Ch 3: Antimicrobial Agents Flashcards
What is differential toxicity?
Drugs are more toxic to infecting organism than to the host
What are some traits of the ideal antimicrobial?
- *appropriate spectrum of activity for the clinical setting
- *no toxicity to host, be well tolerated
- wont develop resistance
- wont induce hypersensitivities
- long half life
- rapid and extensive tissue distribution
- easy to administer
- inexpensive
Who developed the idea of selective toxicity?
Paul Ehrich
Who discovered that Penicillium notatum, a common mold, had destroyed staphylococcus bacteria in culture, discovering penicillin?
Sir Alexander Fleming
What is minimum inhibitory concentration (MIC)?

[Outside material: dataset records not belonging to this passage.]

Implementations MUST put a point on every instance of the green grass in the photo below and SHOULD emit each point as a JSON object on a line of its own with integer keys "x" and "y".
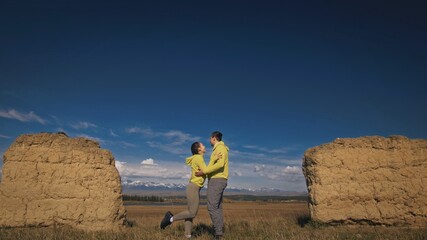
{"x": 243, "y": 220}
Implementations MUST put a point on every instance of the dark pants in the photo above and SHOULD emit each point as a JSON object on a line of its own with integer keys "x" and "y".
{"x": 216, "y": 187}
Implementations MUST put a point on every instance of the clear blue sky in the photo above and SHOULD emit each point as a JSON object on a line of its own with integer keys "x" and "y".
{"x": 147, "y": 78}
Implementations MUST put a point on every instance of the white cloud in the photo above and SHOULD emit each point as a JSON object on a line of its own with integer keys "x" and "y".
{"x": 148, "y": 161}
{"x": 288, "y": 173}
{"x": 282, "y": 150}
{"x": 160, "y": 171}
{"x": 173, "y": 141}
{"x": 99, "y": 140}
{"x": 128, "y": 145}
{"x": 113, "y": 134}
{"x": 4, "y": 136}
{"x": 23, "y": 117}
{"x": 83, "y": 125}
{"x": 259, "y": 168}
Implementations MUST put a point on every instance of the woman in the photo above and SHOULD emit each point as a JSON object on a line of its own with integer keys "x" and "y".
{"x": 196, "y": 163}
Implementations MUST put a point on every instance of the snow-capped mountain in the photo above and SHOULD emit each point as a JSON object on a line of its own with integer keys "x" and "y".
{"x": 133, "y": 187}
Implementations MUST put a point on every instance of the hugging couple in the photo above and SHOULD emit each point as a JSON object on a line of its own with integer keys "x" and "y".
{"x": 217, "y": 173}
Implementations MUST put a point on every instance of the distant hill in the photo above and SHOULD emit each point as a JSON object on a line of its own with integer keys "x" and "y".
{"x": 165, "y": 189}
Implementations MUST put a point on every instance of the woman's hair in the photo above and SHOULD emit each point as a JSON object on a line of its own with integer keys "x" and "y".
{"x": 195, "y": 148}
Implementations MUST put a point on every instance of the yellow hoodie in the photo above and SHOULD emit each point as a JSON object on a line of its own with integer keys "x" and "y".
{"x": 218, "y": 168}
{"x": 196, "y": 162}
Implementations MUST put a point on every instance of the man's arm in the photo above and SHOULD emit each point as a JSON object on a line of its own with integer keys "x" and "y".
{"x": 219, "y": 163}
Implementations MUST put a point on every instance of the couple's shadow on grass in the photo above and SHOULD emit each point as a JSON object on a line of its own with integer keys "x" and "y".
{"x": 202, "y": 228}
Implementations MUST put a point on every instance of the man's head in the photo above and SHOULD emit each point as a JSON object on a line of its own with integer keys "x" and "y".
{"x": 198, "y": 148}
{"x": 215, "y": 137}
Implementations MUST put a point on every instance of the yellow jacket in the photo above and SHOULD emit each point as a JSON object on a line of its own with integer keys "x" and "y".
{"x": 218, "y": 168}
{"x": 196, "y": 162}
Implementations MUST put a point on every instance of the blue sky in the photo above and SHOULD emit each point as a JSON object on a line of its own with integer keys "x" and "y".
{"x": 147, "y": 78}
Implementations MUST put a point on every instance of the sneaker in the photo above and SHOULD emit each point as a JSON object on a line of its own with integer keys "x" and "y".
{"x": 166, "y": 220}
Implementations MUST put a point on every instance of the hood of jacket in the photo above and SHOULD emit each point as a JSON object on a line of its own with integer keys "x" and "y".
{"x": 189, "y": 160}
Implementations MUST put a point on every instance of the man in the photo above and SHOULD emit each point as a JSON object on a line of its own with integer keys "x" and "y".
{"x": 217, "y": 171}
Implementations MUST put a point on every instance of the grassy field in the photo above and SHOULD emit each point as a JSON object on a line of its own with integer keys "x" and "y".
{"x": 243, "y": 220}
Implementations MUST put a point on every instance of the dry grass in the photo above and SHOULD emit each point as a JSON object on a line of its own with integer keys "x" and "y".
{"x": 243, "y": 220}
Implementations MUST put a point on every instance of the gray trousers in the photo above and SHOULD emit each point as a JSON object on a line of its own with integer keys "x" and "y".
{"x": 216, "y": 187}
{"x": 193, "y": 195}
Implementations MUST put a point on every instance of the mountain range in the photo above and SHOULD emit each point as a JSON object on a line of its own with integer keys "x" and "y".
{"x": 154, "y": 188}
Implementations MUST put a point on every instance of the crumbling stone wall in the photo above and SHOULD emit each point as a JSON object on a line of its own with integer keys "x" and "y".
{"x": 372, "y": 180}
{"x": 51, "y": 179}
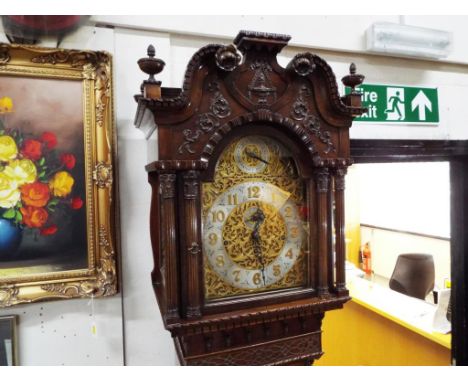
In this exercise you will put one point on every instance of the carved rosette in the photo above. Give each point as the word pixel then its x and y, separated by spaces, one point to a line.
pixel 228 58
pixel 261 90
pixel 303 64
pixel 167 185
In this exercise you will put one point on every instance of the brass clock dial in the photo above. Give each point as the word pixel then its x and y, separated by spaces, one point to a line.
pixel 254 228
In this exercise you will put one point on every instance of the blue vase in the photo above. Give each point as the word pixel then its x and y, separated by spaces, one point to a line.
pixel 10 239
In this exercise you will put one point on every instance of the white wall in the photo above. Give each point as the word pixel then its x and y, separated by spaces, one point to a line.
pixel 132 318
pixel 386 246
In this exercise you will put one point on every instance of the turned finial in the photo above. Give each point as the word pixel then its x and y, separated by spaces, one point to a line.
pixel 150 65
pixel 352 79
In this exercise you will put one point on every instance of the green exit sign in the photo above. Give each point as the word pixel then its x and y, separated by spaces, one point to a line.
pixel 398 104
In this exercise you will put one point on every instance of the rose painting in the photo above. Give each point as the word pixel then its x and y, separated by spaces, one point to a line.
pixel 42 177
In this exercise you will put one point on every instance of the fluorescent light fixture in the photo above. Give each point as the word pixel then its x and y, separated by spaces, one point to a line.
pixel 406 40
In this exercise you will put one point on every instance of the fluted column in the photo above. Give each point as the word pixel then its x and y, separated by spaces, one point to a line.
pixel 322 182
pixel 167 189
pixel 192 256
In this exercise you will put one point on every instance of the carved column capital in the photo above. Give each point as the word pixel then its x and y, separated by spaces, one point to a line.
pixel 167 185
pixel 191 184
pixel 340 174
pixel 322 179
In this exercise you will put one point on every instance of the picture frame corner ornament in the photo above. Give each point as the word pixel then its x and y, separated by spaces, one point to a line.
pixel 102 175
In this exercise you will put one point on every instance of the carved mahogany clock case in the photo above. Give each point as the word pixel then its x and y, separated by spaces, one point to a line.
pixel 247 211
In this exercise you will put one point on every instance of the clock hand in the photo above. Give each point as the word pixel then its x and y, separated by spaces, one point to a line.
pixel 255 156
pixel 258 217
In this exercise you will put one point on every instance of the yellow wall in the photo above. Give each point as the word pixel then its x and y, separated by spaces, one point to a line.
pixel 355 335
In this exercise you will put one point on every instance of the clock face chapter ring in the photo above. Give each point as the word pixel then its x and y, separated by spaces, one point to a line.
pixel 234 255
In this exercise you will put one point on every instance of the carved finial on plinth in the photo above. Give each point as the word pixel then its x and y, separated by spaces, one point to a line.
pixel 150 65
pixel 352 79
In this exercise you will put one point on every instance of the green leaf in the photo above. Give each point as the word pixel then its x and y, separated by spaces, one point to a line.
pixel 53 202
pixel 9 214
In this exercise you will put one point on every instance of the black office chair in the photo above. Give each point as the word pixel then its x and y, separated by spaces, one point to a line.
pixel 414 275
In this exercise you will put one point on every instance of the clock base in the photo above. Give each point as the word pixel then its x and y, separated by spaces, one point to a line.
pixel 283 334
pixel 289 351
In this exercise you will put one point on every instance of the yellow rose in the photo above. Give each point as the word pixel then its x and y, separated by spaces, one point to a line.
pixel 6 105
pixel 8 148
pixel 9 191
pixel 61 184
pixel 21 171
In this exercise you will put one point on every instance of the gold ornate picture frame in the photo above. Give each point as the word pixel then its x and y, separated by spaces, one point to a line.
pixel 57 190
pixel 8 341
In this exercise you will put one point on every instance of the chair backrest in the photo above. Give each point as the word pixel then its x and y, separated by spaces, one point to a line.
pixel 414 275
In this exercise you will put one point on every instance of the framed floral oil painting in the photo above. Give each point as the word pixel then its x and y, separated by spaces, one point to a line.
pixel 57 142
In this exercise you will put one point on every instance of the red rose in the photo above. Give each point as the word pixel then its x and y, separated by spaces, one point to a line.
pixel 35 194
pixel 76 203
pixel 34 217
pixel 32 149
pixel 49 139
pixel 47 231
pixel 68 160
pixel 303 212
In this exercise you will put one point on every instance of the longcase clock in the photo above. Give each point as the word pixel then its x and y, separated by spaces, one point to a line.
pixel 247 211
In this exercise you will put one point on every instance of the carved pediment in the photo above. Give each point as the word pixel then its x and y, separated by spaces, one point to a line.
pixel 225 84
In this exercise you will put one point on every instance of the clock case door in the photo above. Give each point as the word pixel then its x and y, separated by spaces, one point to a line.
pixel 230 92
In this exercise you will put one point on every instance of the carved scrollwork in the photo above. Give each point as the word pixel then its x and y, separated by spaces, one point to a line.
pixel 220 106
pixel 206 122
pixel 102 175
pixel 167 185
pixel 75 58
pixel 102 90
pixel 104 283
pixel 261 90
pixel 340 174
pixel 303 64
pixel 300 112
pixel 300 109
pixel 228 58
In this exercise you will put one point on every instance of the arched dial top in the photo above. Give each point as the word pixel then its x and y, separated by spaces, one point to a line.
pixel 254 220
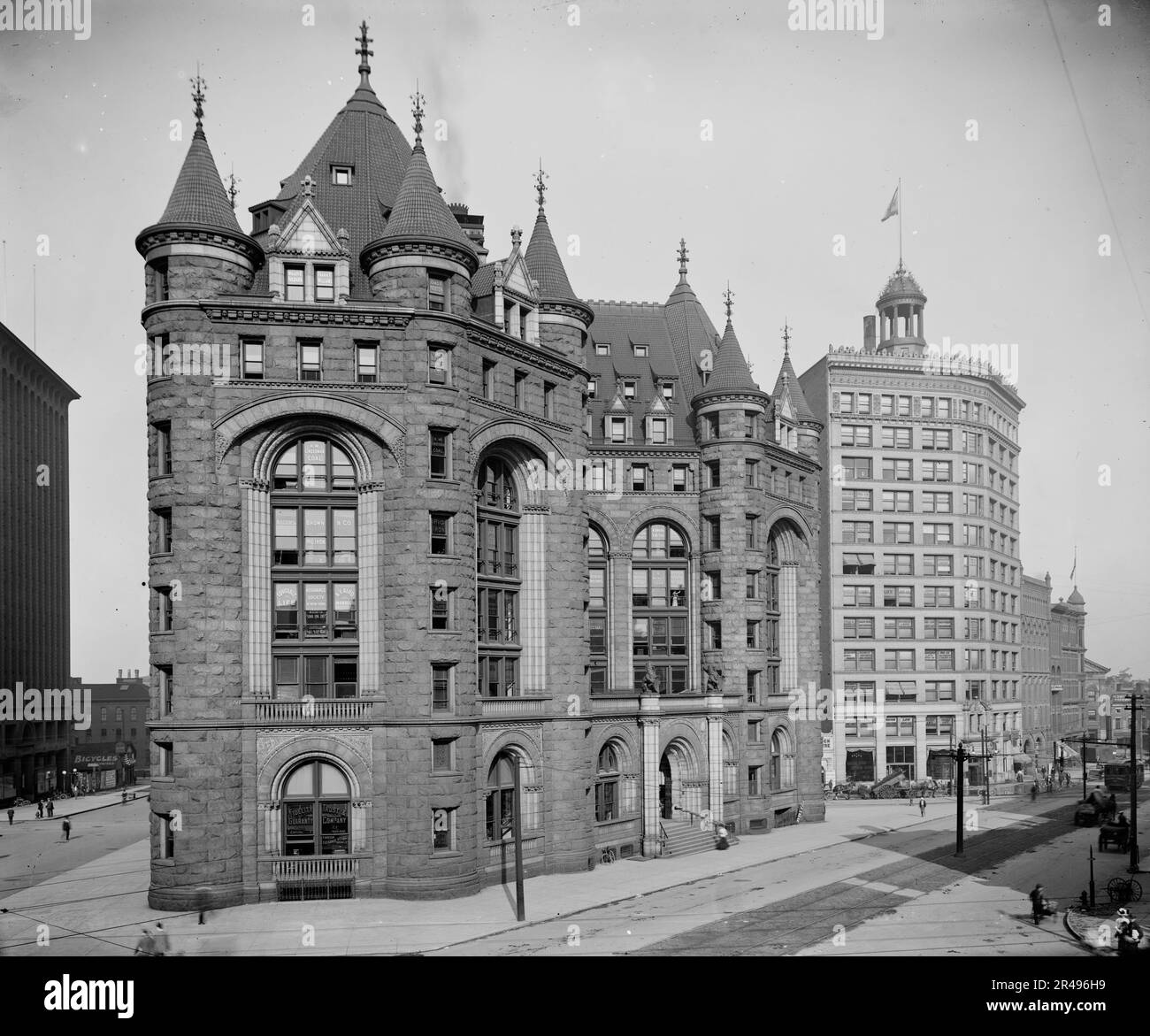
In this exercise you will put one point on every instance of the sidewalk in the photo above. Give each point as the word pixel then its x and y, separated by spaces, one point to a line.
pixel 72 806
pixel 99 909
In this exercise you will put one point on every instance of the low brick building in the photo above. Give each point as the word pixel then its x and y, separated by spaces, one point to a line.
pixel 394 572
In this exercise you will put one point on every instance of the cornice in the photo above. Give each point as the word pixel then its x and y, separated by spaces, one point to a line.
pixel 502 342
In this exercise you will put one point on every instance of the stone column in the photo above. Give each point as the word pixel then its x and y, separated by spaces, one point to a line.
pixel 533 606
pixel 257 586
pixel 648 729
pixel 368 592
pixel 713 705
pixel 788 626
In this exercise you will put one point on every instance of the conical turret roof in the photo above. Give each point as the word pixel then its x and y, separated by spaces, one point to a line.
pixel 198 196
pixel 732 372
pixel 545 265
pixel 788 384
pixel 420 213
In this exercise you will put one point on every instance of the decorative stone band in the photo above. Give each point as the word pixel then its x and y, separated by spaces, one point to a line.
pixel 376 253
pixel 162 238
pixel 576 311
pixel 320 314
pixel 518 349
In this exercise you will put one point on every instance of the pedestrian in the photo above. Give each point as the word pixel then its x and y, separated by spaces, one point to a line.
pixel 146 944
pixel 1038 904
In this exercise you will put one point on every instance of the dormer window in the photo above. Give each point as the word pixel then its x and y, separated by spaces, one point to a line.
pixel 294 283
pixel 325 284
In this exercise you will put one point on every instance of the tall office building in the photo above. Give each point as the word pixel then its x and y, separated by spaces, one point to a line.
pixel 920 548
pixel 34 633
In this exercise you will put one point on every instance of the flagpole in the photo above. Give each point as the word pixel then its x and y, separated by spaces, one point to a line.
pixel 900 222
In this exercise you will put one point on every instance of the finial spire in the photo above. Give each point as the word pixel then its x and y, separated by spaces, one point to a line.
pixel 364 53
pixel 540 185
pixel 199 88
pixel 233 191
pixel 418 113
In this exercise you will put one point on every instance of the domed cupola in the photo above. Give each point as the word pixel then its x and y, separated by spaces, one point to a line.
pixel 901 314
pixel 422 237
pixel 196 249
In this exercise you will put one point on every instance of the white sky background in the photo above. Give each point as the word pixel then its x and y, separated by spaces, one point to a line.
pixel 811 133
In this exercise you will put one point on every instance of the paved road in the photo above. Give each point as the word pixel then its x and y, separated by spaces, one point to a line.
pixel 827 898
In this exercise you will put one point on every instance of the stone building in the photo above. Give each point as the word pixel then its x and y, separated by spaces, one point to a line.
pixel 113 752
pixel 920 544
pixel 1039 741
pixel 1068 670
pixel 394 592
pixel 34 635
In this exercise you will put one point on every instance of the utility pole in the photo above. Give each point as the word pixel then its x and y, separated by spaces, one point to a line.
pixel 520 908
pixel 1135 856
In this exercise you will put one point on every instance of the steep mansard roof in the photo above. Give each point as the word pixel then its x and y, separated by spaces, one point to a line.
pixel 198 196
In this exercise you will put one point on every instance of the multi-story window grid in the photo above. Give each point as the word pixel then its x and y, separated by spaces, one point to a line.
pixel 315 628
pixel 597 610
pixel 659 607
pixel 499 582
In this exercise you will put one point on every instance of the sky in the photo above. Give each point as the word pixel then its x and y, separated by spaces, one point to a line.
pixel 1018 130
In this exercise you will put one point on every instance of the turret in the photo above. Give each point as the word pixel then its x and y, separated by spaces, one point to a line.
pixel 901 314
pixel 196 249
pixel 422 260
pixel 564 319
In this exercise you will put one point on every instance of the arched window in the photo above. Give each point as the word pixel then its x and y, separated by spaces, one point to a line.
pixel 597 607
pixel 498 571
pixel 659 607
pixel 315 629
pixel 606 785
pixel 317 805
pixel 502 797
pixel 782 762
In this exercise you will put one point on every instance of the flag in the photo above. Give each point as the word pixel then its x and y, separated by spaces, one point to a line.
pixel 893 208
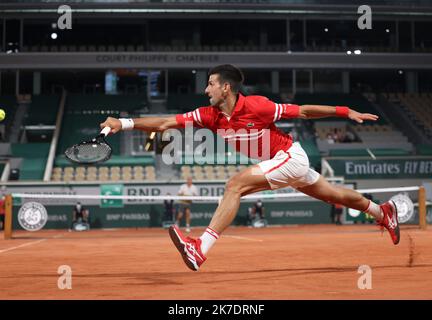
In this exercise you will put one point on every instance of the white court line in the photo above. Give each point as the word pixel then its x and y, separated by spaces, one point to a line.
pixel 243 238
pixel 29 243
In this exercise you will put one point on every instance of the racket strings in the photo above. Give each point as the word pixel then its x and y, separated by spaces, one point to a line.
pixel 93 151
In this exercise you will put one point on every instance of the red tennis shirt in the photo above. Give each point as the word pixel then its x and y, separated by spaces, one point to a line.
pixel 251 121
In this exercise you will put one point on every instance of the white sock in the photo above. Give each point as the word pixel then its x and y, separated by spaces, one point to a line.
pixel 374 210
pixel 208 239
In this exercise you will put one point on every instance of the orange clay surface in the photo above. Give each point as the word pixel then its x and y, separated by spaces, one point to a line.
pixel 290 262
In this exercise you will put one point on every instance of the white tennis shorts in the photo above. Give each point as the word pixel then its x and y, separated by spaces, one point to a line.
pixel 289 169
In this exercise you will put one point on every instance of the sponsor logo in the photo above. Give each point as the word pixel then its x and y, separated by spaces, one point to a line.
pixel 404 207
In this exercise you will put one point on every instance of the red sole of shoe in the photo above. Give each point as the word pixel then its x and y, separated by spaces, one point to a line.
pixel 180 247
pixel 397 230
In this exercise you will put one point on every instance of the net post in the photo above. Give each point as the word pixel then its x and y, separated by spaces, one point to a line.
pixel 422 208
pixel 8 217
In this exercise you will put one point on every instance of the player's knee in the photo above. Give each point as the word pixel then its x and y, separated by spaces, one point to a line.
pixel 233 185
pixel 301 170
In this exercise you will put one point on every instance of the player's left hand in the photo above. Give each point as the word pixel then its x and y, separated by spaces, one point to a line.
pixel 360 117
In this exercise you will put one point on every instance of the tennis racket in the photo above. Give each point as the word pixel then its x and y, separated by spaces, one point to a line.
pixel 90 152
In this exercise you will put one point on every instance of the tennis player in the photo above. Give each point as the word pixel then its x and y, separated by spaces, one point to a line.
pixel 286 165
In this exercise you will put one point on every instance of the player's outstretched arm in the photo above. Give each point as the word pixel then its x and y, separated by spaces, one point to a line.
pixel 144 124
pixel 318 111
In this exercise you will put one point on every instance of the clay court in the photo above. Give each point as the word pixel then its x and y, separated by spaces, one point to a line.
pixel 290 262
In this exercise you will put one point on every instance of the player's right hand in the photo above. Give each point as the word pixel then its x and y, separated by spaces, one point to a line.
pixel 113 123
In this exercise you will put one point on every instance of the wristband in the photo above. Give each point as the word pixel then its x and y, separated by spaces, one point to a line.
pixel 342 111
pixel 127 123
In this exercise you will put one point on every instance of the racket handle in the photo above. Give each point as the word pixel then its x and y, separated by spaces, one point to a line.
pixel 105 131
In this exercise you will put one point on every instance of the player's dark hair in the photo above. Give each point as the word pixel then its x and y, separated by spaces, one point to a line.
pixel 228 73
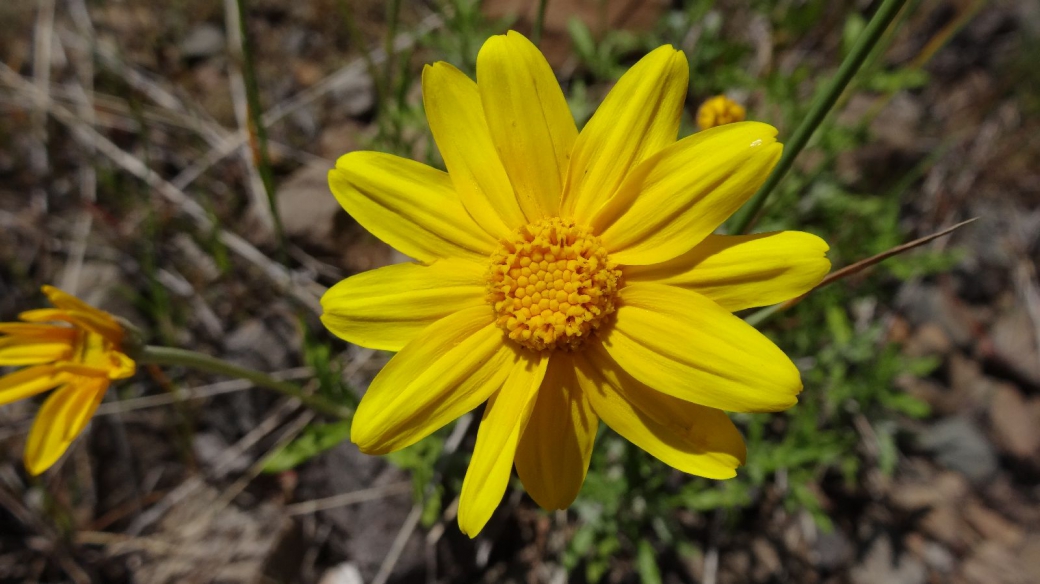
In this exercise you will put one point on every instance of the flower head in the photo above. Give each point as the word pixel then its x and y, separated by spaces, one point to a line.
pixel 567 277
pixel 719 110
pixel 74 349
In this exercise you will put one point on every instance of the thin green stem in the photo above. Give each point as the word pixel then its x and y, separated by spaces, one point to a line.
pixel 169 355
pixel 536 32
pixel 257 128
pixel 820 109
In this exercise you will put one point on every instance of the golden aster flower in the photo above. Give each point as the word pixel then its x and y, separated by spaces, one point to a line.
pixel 73 348
pixel 567 277
pixel 719 110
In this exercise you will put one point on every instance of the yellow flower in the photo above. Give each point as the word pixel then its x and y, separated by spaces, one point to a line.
pixel 73 347
pixel 719 110
pixel 567 277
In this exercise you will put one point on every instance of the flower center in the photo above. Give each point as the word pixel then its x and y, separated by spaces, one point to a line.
pixel 552 285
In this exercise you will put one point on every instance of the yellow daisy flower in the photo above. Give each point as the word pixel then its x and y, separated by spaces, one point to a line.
pixel 719 110
pixel 73 347
pixel 567 277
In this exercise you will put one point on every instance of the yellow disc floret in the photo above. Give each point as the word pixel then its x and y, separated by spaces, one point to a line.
pixel 552 285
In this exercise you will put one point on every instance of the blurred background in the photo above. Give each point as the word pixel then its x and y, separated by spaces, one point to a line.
pixel 131 174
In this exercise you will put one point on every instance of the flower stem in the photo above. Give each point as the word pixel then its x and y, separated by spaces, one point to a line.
pixel 820 109
pixel 536 32
pixel 169 355
pixel 258 132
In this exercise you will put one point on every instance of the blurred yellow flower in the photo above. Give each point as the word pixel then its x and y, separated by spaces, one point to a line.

Minimum concentration of antibiotics required to inhibit the growth of test organism
What is minimum bactericidal concentration (MBC)?
Minimum concentration of antibiotic required to kill the test organism
What is the difference between treatment and prophylaxis?
Prophylaxis is when antimicrobials are used (usually in life threatening infections) to prevent infection, while treatment are used to cure existing infections
Which one is NOT a beta lactam?
A) penicillin
B) monobactams
C) carbapenems
D) teicoplanin
D) teicoplanin
ToF: Penicillins are strong inhibitors of Gram negative organisms
F: act on bacterial cell walls especially in Gram positive organisms
ToF: Penicillins are toxic to animal cells
F: not toxic, only work on organisms with a cell wall
Beta lactams are produced by:
A) fungi
B) ascomycetes
C) actinomycetes
D) all of the above
D) all of the above
What is the mode of action of penicillins?
beta lactam ring binds to penicillin binding protein (PBP) and PBP is unable to cross link peptidoglycan chains. Consequently, bacteria is unable to synthesize a stable cell wall, bacteria is lysed
Which of these would be effective against Staphylococcus?
A) Penicillin G
B) Synthetic penicillins
C) Cloxacillin
D) Piperacillin
C) Cloxacillin
Which of the following would be effective against Pseudomonas?
A) Piperacillin
B) Penicillin V
C) Methicillin
D) Cloxacillin
A) Piperacillin
ToF: Pencillin G/V is effective against gram negative bacteria.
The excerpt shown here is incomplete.